The Library of Congress (http://www.loc.gov/teachers/ ) has and continues to expand resources that present United States' history to students and teachers. It provides comprehensive yet easily used tools and lesson plans for analyzing primary sources whether print, map, cartoon, photo, manuscript, music or political cartoon. The wealth and volume of material found in person and online grows exponentially every year and has since Thomas Jefferson donated his library. Our history is accessible freely to all whether citizen or not.
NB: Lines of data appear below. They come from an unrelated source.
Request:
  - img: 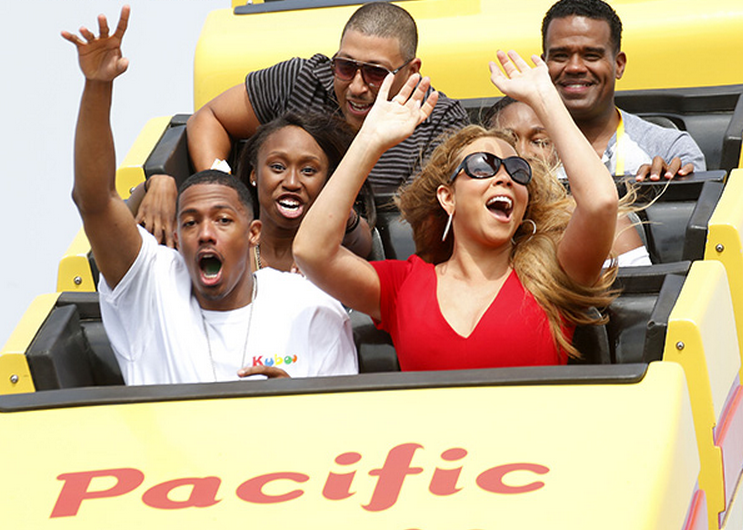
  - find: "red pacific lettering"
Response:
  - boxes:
[362,443,423,512]
[322,453,361,501]
[49,467,144,518]
[142,477,222,510]
[237,472,310,504]
[428,448,467,495]
[476,464,549,494]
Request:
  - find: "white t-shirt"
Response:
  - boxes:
[99,228,358,385]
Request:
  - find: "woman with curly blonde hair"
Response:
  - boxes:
[294,52,618,370]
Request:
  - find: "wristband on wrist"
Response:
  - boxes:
[346,210,361,234]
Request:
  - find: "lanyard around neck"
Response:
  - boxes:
[614,109,626,176]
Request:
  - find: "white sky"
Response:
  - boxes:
[0,0,224,346]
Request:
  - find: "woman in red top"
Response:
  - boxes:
[294,51,617,370]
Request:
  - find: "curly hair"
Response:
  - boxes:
[341,2,418,61]
[542,0,622,54]
[396,125,616,357]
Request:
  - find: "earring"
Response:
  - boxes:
[521,219,537,235]
[441,213,454,243]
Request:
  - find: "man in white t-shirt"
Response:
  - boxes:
[62,7,358,384]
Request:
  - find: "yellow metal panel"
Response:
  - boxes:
[57,228,96,292]
[0,363,699,530]
[0,293,59,395]
[116,116,170,199]
[704,169,743,381]
[720,468,743,530]
[194,0,743,109]
[0,353,36,395]
[0,293,59,354]
[663,261,740,528]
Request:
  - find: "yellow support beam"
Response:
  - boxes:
[704,168,743,381]
[663,261,741,529]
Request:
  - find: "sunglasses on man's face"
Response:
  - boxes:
[333,57,412,88]
[449,152,531,186]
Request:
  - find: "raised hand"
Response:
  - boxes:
[635,156,694,182]
[135,175,178,248]
[360,74,439,149]
[62,5,130,81]
[490,50,557,107]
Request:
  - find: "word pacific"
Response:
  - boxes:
[51,443,549,518]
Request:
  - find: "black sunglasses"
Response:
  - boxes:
[333,57,412,88]
[449,152,531,186]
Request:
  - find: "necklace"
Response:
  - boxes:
[253,243,263,271]
[201,276,260,383]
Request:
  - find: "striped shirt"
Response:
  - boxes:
[245,54,469,194]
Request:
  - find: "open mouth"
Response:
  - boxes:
[485,195,513,221]
[276,197,304,219]
[199,253,222,283]
[348,101,373,114]
[560,81,593,94]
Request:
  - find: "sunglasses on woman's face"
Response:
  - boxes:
[333,57,412,88]
[449,152,531,186]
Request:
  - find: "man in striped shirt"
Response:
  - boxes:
[188,2,468,194]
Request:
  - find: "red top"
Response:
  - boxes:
[372,255,575,370]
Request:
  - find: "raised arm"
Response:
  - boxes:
[294,74,438,318]
[186,84,260,171]
[62,6,142,288]
[490,51,618,285]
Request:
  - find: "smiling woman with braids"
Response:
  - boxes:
[294,52,617,370]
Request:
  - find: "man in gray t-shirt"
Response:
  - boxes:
[542,0,706,180]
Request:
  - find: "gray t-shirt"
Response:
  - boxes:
[602,110,707,174]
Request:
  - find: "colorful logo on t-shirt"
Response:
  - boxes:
[253,355,297,366]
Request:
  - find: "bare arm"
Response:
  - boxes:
[293,74,438,318]
[186,84,260,171]
[62,6,142,288]
[490,51,618,285]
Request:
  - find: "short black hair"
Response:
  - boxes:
[176,169,256,220]
[482,96,516,129]
[341,2,418,61]
[235,111,353,217]
[542,0,622,54]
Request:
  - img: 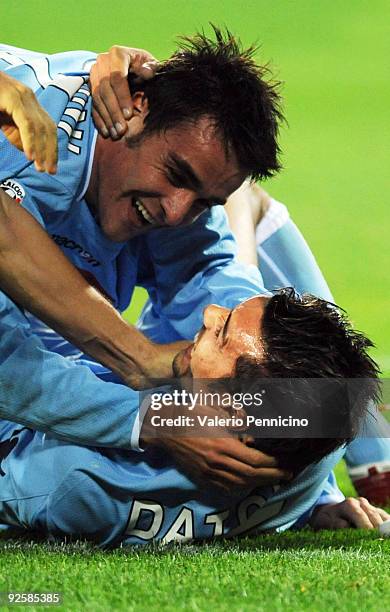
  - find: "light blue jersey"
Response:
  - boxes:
[0,46,265,449]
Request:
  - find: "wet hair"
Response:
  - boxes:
[228,288,380,473]
[129,26,283,180]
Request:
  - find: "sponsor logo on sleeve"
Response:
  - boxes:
[0,179,26,204]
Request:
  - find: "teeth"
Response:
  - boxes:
[134,200,154,224]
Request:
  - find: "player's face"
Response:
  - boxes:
[174,296,269,378]
[87,118,245,243]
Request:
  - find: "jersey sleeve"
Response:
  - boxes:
[0,293,145,451]
[138,206,269,339]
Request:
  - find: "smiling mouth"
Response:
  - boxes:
[131,198,156,226]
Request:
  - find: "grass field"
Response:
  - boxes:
[0,0,390,612]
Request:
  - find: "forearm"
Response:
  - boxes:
[0,190,175,387]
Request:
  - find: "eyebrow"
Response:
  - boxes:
[222,308,234,346]
[167,153,226,206]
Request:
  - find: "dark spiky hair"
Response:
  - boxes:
[130,26,283,180]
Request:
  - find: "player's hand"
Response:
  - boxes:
[310,497,390,529]
[90,45,158,140]
[0,72,57,174]
[154,437,291,493]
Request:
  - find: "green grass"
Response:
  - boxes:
[0,464,390,612]
[0,0,390,373]
[0,516,390,611]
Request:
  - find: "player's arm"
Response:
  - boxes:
[225,181,270,266]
Newer sources of local primary source material are now available to teacher and student. This allows them to focus on their history at a more personal level in conjunction with the materials provided by the Library of Congress. New York Heritage (http://newyorkheritage.org/) is a digital collection which provides a consolidated access to historical, scholarly, and cultural materials that reflect New York State history at a local level. Digitization of historical media has been a priority in our state as time, cost of preservation and ignorance are rapidly destroying our print history. Local towns, libraries and historical museums are now finding a way to share their story throughout New York State and thanks to recent partnerships a much larger audience.
The Digital Public Library( http://dp.la/) was launched last year in response to a recognized need for a national digital library focused on local history. This idea for a digital library has been circulating among librarians, scholars, educators, and private industry representatives since the early 1990s. America has come late to this digital format. The World Digital Library (http://www.wdl.org/en/ ) was first proposed in June 2005 by Librarian of Congress James H. Billington. He proposed establishing a World Digital Library to UNESCO and by 2009 was launched to the international public, with content from every UNESCO member state. This site provides primary source material in the languages of its members.
What does this mean for our students? It means that if they start with a historical hypothesis, they will have the ability to trace its roots first globally, than nationally, than statewide and finally to the local historical society that has digitized pictures of the student's ancestor.